House Justice Committee Chairman Jerrold Nadler (D-NY) speaks during a House Justice Committee hearing into the impeachment investigation of U.S. President Donald Trump on Capitol Hill in Washington, United States, on December 4, 2019.

Saul Loeb | Reuters

Actor and producer Daniel Dae Kim, known for his roles in the hit television series “Lost” and “Hawaii Five-0”, is also listed as a witness.

Kim has previously spoken out against the growing problem of anti-Asian violence, partly blaming the incendiary rhetoric of former President Donald Trump, who has repeatedly referred to Covid as the “China virus” despite criticism that such language is accused of being racist.

“There’s no question that I think his rhetoric has had an impact, but there are a number of politicians who have followed in those footsteps,” Kim told USA Today earlier this month.

“Blaming one person doesn’t do the situation justice.

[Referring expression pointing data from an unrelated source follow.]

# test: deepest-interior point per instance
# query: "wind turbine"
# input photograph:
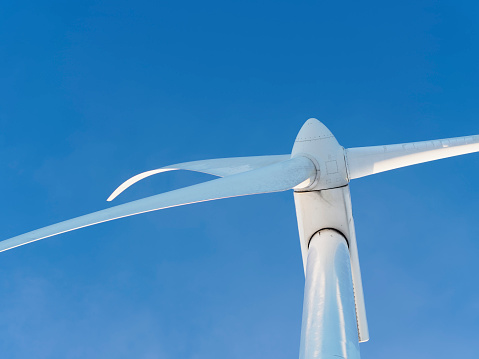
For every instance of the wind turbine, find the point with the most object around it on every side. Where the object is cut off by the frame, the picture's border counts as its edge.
(319, 171)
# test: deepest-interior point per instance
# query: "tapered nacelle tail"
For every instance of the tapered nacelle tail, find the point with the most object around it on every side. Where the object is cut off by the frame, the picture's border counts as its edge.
(365, 161)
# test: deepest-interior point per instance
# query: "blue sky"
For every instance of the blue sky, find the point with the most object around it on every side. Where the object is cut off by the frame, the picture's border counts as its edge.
(94, 92)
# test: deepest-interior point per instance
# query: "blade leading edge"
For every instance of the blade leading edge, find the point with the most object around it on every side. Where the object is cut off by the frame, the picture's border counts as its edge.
(298, 171)
(365, 161)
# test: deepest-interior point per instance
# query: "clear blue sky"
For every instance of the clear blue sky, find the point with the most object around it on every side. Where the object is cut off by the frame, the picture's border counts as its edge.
(94, 92)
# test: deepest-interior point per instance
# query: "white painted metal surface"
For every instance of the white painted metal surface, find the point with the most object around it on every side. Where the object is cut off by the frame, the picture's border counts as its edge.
(365, 161)
(274, 178)
(220, 167)
(315, 141)
(329, 320)
(319, 171)
(318, 210)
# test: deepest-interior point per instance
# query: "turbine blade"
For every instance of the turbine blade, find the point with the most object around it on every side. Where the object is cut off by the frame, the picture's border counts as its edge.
(293, 173)
(220, 167)
(365, 161)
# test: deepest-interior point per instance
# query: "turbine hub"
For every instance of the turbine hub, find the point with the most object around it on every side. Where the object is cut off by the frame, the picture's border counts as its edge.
(317, 143)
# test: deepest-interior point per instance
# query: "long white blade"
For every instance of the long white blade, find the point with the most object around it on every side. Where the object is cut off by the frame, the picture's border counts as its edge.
(365, 161)
(298, 171)
(220, 167)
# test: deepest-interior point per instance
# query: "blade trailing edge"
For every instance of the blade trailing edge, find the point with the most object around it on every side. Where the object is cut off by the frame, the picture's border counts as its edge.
(220, 167)
(274, 178)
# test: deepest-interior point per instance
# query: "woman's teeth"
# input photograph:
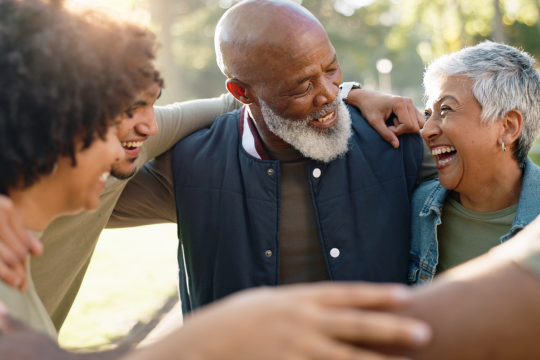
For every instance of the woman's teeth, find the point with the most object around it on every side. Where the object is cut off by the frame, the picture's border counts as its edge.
(132, 144)
(104, 176)
(443, 150)
(327, 117)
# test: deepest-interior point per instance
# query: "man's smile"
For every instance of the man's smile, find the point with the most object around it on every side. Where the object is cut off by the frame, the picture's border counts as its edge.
(132, 147)
(326, 121)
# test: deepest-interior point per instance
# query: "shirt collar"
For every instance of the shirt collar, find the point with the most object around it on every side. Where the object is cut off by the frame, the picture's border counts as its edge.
(251, 141)
(435, 200)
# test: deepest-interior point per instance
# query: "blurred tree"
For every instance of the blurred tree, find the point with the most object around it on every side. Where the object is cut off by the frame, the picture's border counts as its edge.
(408, 32)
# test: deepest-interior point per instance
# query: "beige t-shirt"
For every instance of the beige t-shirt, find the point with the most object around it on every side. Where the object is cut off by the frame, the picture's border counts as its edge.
(70, 241)
(27, 307)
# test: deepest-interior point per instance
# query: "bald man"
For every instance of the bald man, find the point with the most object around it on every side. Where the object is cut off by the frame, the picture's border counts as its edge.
(294, 187)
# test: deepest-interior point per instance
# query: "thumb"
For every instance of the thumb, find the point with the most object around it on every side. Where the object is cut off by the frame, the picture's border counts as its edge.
(386, 134)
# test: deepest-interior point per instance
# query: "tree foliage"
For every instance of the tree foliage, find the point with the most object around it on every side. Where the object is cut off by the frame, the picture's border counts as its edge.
(410, 33)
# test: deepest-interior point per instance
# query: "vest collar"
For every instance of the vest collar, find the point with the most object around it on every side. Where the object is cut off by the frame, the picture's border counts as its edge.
(251, 141)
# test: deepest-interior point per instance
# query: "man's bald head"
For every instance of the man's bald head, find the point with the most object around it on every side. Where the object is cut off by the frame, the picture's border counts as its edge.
(255, 35)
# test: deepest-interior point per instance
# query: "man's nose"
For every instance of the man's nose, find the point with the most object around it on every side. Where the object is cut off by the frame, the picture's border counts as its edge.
(147, 125)
(119, 152)
(327, 94)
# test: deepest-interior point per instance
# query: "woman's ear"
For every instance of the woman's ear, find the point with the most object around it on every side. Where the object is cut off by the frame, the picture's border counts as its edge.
(512, 123)
(239, 90)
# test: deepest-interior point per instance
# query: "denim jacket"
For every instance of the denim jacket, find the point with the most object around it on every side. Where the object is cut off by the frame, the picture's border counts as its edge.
(426, 208)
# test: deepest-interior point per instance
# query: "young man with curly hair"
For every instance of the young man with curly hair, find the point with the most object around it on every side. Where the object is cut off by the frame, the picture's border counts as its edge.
(61, 98)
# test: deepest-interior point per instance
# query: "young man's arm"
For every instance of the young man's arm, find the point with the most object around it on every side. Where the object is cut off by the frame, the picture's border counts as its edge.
(178, 120)
(148, 198)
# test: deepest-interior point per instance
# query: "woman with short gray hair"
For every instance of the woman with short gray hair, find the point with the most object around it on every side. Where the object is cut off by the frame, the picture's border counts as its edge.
(482, 118)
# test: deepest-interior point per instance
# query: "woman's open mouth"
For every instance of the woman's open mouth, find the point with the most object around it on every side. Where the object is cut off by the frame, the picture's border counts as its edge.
(444, 155)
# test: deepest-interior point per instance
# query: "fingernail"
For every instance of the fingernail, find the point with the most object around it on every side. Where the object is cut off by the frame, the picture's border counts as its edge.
(402, 294)
(3, 309)
(421, 334)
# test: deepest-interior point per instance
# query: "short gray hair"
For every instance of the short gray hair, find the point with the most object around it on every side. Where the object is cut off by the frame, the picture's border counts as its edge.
(503, 79)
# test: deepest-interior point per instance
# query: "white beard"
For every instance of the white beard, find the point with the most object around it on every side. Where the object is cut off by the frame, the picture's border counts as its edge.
(318, 144)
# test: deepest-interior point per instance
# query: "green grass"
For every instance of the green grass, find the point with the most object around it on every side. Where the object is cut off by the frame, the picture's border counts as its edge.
(132, 273)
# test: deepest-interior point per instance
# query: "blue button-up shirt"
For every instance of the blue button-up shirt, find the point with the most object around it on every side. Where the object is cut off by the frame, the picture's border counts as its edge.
(426, 208)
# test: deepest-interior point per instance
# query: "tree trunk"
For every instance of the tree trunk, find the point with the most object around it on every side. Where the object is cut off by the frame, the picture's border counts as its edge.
(497, 24)
(161, 10)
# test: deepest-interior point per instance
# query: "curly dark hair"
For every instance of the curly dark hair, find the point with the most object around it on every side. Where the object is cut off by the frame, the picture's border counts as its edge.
(65, 76)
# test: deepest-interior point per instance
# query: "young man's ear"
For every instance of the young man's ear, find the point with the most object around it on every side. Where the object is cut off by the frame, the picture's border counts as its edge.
(239, 90)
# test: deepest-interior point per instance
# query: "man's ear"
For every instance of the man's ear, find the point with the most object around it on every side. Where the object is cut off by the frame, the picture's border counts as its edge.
(239, 90)
(512, 123)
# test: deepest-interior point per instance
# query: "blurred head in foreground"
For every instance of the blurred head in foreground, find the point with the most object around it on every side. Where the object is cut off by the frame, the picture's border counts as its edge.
(67, 80)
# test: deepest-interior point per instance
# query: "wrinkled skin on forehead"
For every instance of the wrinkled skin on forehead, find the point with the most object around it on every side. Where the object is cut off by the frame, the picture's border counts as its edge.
(256, 37)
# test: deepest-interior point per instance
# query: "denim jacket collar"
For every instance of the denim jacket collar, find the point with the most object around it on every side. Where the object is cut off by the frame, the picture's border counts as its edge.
(528, 207)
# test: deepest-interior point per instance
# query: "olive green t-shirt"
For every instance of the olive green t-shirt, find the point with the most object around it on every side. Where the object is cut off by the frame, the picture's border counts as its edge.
(300, 252)
(26, 306)
(465, 234)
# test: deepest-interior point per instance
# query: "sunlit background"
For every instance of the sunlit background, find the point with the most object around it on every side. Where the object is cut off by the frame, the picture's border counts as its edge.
(384, 44)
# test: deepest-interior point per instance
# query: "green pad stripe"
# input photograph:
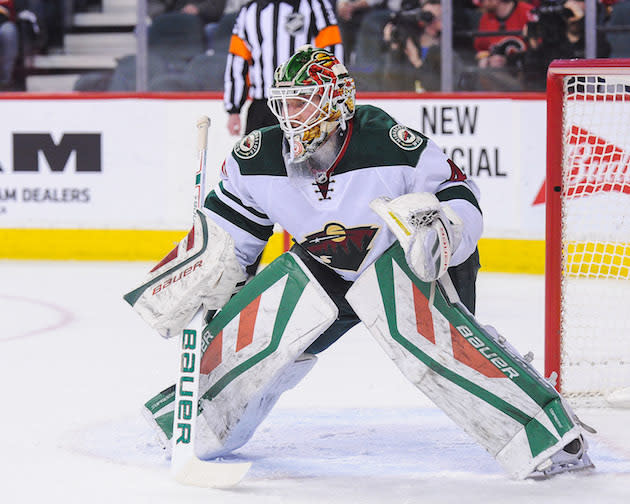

It’s really about the disrespect that has been shown to a whole group of Americans,” he added in the interview. “This, in my opinion, is the most important thing in all of this: you may have problems with the Chinese government and possibly even problems with certain Chinese people, but the people attacked are Americans in America who are often unrelated to China, and especially the Chinese government . “

Trump has continued to refer to Covid-19 as the “China virus” since leaving office after one term.

Reported hate crimes against Asian Americans have increased since the virus, which experts believe originated in China’s central city of Wuhan, turned into a pandemic last March.

Advocacy group Stop AAPI Hate announced Tuesday that it had received 3,795 reports of hate incidents against Asian Americans and islanders in the Pacific between March 19, 2020 and February 28, 2021.

The group said in a press release that these reported incidents “represent a fraction of the number of actual hate incidents, but they show how vulnerable Asian Americans are to discrimination and what types of discrimination they face.”

Democrats, including House Speaker Nancy Pelosi, have called on Congress to pass laws aimed at improving hate crime reporting and providing greater support to victims.

President Joe Biden and Vice President Kamala Harris both discussed the rise in attacks on Asian Americans.

“We have turned against each other too often,” Biden said in a speech last week on the one-year anniversary of the pandemic.

The president declared “vicious hate crimes against Asian Americans who have been attacked, molested, accused and scapegoated” saying, “It’s wrong, it’s un-American and it has to stop.”

Harris vowed in mid-February that the Biden administration would “continue to commit to combating racism and discrimination”.

Biden signed an executive order against xenophobia against Asian Americans on January 26th. Proponents welcomed the move but claimed that it was not enough.

“This dark chapter in American history is a moment when accountability and action are required to achieve justice and peace,” said the California legislative caucus for islanders in the Asia-Pacific region.